Your AI Action Plan: 5 Challenges, 20 Minutes
You've got the theory. Now put it to work. Five real business challenges, each with a guided AI exercise. Twenty minutes total.
Knowing about AI is worthless without doing. These five timed challenges take 20 minutes total and produce real outputs: a competitor brief, a branded email, a workflow map, a security quick-start, and a 30-day action plan. Do them now, not "sometime this week."
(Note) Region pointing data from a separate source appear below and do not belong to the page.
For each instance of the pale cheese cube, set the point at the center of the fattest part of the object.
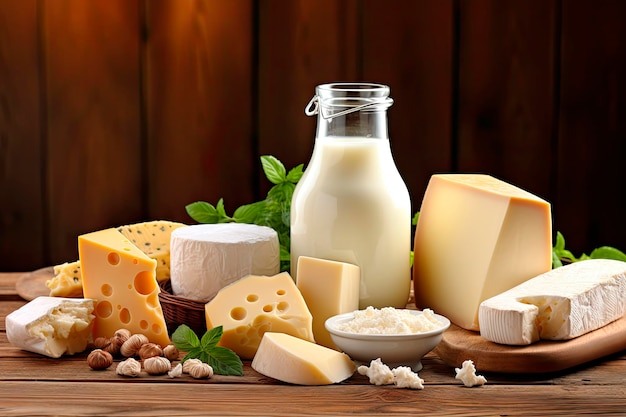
(296, 361)
(329, 288)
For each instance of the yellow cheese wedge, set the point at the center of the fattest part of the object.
(66, 281)
(257, 304)
(329, 288)
(121, 278)
(476, 237)
(153, 238)
(296, 361)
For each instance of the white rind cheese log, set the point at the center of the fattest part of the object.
(561, 304)
(296, 361)
(205, 258)
(52, 326)
(476, 237)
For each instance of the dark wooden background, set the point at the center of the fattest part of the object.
(117, 111)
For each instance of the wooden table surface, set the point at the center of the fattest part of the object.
(32, 384)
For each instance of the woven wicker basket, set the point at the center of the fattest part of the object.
(180, 310)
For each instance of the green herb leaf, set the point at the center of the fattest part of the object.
(223, 360)
(295, 174)
(184, 338)
(274, 169)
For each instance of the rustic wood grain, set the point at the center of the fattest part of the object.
(32, 384)
(418, 38)
(301, 44)
(22, 151)
(93, 147)
(592, 126)
(198, 102)
(506, 86)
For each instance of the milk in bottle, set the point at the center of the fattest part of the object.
(351, 204)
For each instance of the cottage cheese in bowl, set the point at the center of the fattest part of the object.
(399, 337)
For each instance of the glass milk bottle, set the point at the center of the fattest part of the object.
(351, 204)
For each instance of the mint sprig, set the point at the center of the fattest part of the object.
(274, 211)
(560, 254)
(223, 360)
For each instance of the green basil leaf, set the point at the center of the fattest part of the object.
(202, 212)
(607, 252)
(295, 174)
(248, 213)
(184, 338)
(274, 169)
(224, 361)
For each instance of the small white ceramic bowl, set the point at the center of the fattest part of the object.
(393, 349)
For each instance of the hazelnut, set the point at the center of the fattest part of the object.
(189, 363)
(171, 352)
(149, 350)
(129, 367)
(157, 365)
(201, 370)
(131, 346)
(99, 359)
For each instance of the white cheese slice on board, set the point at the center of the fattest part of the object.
(560, 304)
(204, 258)
(52, 326)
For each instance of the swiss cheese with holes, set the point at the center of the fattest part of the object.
(257, 304)
(122, 280)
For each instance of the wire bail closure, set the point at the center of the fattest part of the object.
(313, 107)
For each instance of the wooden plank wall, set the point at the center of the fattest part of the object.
(117, 111)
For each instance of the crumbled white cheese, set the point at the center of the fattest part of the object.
(404, 377)
(377, 372)
(467, 375)
(380, 374)
(389, 320)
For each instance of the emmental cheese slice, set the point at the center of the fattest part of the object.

You've read six posts. You understand how AI works, how to prompt it, how to make it sound like your brand, how to build agents, how to research competitors, and how to handle security. That knowledge is worth exactly nothing if you don't use it.
This post is your action plan: five timed challenges that give you real, usable outputs and get you moving before you close the tab. Each one produces something you can use immediately. Set a timer. Do them in order. When I ran these live in our ZeroShot Studio workshops, the 20-minute constraint was what made them stick. People who "planned to try it later" rarely did. People who did it right then kept using AI daily.
Challenge 1: Can you build a competitor snapshot in 4 minutes?
What: Use the competitor analysis template from Post 5 to analyse one competitor right now.
How:
- Open ChatGPT, Claude, or Gemini (1 minute)
- Paste the competitor analysis template and fill in your business details and one competitor name (2 minutes)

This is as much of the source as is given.